As the Senate Finance Committee has taken center stage in the battle over healthcare reform, Chairman Max Baucus has emerged as a leading recipient of Senate campaign contributions from the hospitals, insurers, and other medical interest groups hoping to shape the legislation to their advantage. Health-related companies and their employees gave Baucus's political committees nearly $1.5 million in 2007 and 2008, when he began holding hearings and making preparations for this year's reform debate.
Democratic Congressional leaders, bowing to unease among lawmakers and governors in their own party, have suggested scaling back a plan to tax top earners to pay for healthcare legislation and signaled a retreat from their ambitious timetable. The House speaker, Nancy Pelosi, suggested revising the tax-raising provisions, one of the most contentious parts of the House bill, which would impose a surtax on high-income households. Pelosi said she would prefer that fewer people had to pay the tax, which was approved by the Ways and Means Committee.
With divided Democrats and polls showing rising public anxiety about President Obama's handling of healthcare and the economy, Republicans have launched an aggressive effort to link the two, comparing the health-care bills moving through Congress to what they labeled as a failed economic stimulus bill. Republican National Committee Chairman Michael S. Steele said in a speech that Obama is "conducting a dangerous experiment with our healthcare," and added "he's conducting a reckless experiment with our economy."
Facing a crisis in its pension fund, 1199, New York's giant healthcare union, reached a settlement that calls for forgoing nearly a billion dollars in raises for 145,000 union members so that hospitals can increase their pension contributions to safeguard future retirement benefits. The union agreed to a wage freeze for next year, but also accepted less generous pensions for future hires.
There were hundreds of incidents of death or serious medical harm disclosed in the past year by hospitals in the Washington, DC, region, preventable errors that until recently have not required public reporting. Under laws that took effect last year in Virginia and a few years earlier in Washington and Maryland, hospitals must report to health regulators many serious injuries that patients suffer in the course of treatment.

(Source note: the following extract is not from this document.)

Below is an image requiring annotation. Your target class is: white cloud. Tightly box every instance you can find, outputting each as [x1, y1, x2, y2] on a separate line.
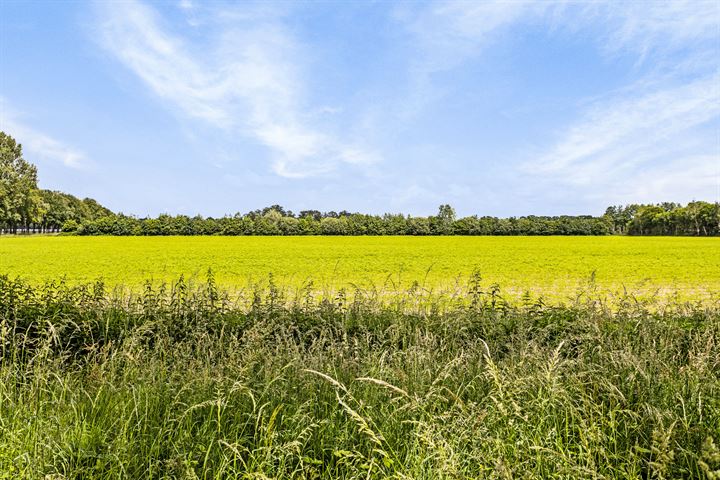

Anthem Blue Cross is seeking approval from the Connecticut Insurance Department for increases averaging 23%, running as high as 32%. They would apply to about 56,000 individual policies bought by consumers under 65. During questioning, Attorney General Richard Blumenthal quizzed Anthem officials on profits. George Siriotis, regional vice president of individual sales at Anthem, said rising healthcare costs, including what he called unnecessary testing, use of brand-name medication, and the heavy use of diagnostic imaging have forced the rate increases.